The EAT rejected that submission and contended that the time for assessment was at the conclusion of the case and, in so doing, relied on a comparison of the wording of Rule 37 of the Employment Tribunal rules (strike out) and the relevant costs provisions.
Slade J stated as follows:
“67. …In my judgment this passage clearly shows that in considering the differently worded predecessor to Rule 76 of the current ET Rules the EAT proceeded on the basis that whether a claim was misconceived and whether there had ever been any reasonable grounds for the allegations made was to be judged on all the information available to the Employment Tribunal at the time of making that decision. In Vaughan the Employment Tribunal took their decision on costs after a twenty day hearing following which the Claimant lost her claim. The EAT at paragraph 13 held that the approach of the Employment Tribunal which included taking into evidence given at that Liability Hearing, was unimpeachable.
68. In my judgment the ET did not err in assessing whether the grounds of resistance on which [the Appellant] relied had a reasonable prospect of success on the basis of all the material before them by the time the costs application was made. That included evidence given and argument advanced at all three hearings.”
(4) Failed Strike Out
A further argument deployed by the Appellant was that as one of its contentions had been the subject of a strike out application which had been unsuccessful that it was then impermissible (or at least required detailed explanation) to then order costs against the Appellant as regards the costs incurred in meeting that contention.
The EAT rejected that argument stating as follows:
“99. The ET decided whether to make a Costs Order acts on the material before them at that time. The reasonable prospect of success of a claim or defence can diminish or improve after the lodging of pleadings. A document or witness statement may shed light on a relevant issue and improve or diminish prospects of success. The ET at the Costs Hearing in this case decided whether the ETO defence had a reasonable prospect of success on all the material before them including the changing basis upon which that defence was advanced.

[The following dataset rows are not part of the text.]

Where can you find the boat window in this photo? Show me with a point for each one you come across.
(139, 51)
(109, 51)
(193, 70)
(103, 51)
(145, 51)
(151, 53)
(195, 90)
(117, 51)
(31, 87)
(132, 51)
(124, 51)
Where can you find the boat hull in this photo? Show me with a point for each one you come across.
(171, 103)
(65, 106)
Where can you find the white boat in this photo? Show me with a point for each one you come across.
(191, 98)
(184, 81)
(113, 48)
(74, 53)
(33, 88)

Although not expressly referred to it is not sufficient that in theory an ETO defence may exist. In order for that defence to succeed a respondent must establish that the particular ETO was the reason for the dismissal…”
The appeal succeeded on other grounds (namely an improper approach to the assessment of the merits of a Polkey defence) and thus the costs decision was overturned rendering any further appeal unlikely.

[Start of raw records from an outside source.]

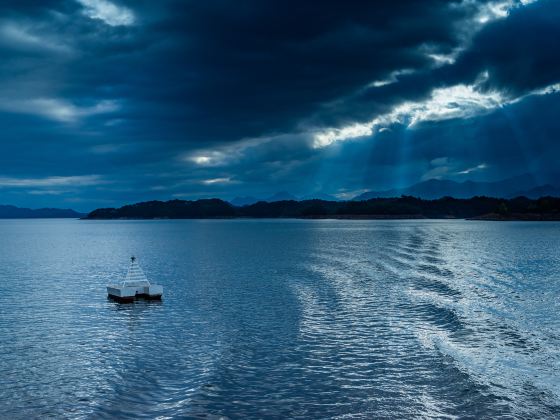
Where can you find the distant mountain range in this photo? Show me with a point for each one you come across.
(12, 212)
(523, 185)
(380, 208)
(280, 196)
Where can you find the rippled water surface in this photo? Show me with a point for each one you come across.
(310, 319)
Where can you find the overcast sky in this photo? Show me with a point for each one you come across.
(109, 102)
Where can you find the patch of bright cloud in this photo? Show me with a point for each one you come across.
(214, 181)
(57, 109)
(467, 171)
(108, 12)
(499, 9)
(460, 101)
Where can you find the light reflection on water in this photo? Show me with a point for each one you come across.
(281, 319)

The analysis in the decision is clearly helpful as it determines the proper approach to costs in the Employment Tribunal in the presence of a DBA and resolves uncertainty in that regard.

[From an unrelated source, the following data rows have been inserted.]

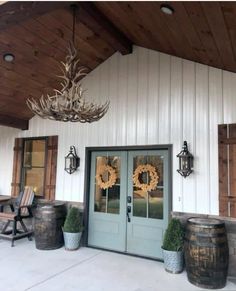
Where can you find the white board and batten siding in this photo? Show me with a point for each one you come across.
(154, 99)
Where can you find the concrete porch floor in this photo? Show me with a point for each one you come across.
(23, 267)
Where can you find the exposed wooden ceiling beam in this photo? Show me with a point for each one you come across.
(12, 13)
(99, 24)
(14, 122)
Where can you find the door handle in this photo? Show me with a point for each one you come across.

However it is suggested that the effect of the said judgment is to suggest a difference in approach to the assessment of costs by an Employment Tribunal. Instead of the more liberal approach adopted by the NIRC in Marler and subsequent decisions one sees instead an approach where an Employment Tribunal is permitted to be much more searching as to the merits of a contention raised by a party when addressing any application for costs. Indeed the wording of the EAT suggests that a shift in evidence can justify an award of costs against a party from inception despite it being possible that such a shift was utterly unforeseeable. The consistency of that approach with decisions such as Marler and Vaughan v Lewisham  IRLR 713 will perhaps be for consideration on another occasion.